This repo is forked from ChatCoT: Tool-Augmented Chain-of-Thought Reasoning on Chat-based Large Language Models. We only used and modified this code for testing the results with LLaMA3-8B (details shown later) on MATH dataset. For hotpot dataset, we don't have enough computational resources and time to finish the whole test, but the code is runnable.
Prepare a Linux environment (for Windows, Ubuntu for WSL can work). The reason for using Linux is that the shell is written in Unix style that is not supproted on powershell. But since it is very easy to be modified, Windows is also OK.
We test this code on Python 3.9 (At first we tried Python 3.12 but it didn't work).
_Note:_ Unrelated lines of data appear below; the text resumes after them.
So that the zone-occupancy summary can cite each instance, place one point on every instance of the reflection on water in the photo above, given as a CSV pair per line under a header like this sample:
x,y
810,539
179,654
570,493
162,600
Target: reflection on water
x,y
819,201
conda create -n [your environment name] python=3.9
conda activete [your environment name]
pip install -r requirement.txtWe don't want to modify the code too much so we use Ollama. Please visit Ollama website to download and install Ollama for you.
Once you have installed Ollama, for Windows user:
ollama serve
ollama pull llama3
ollama run llama3Note that if you are using WSL and have deployed ollama on your Windows, You need to modify the ollama listening ip from localhost to 0.0.0.0 .
Now we only need to change a little bit for LLaMA.
For MATH dataset:
Go to ./math/solve_turbo_chatcot.py line 653 and change this to your ollama's ip and port.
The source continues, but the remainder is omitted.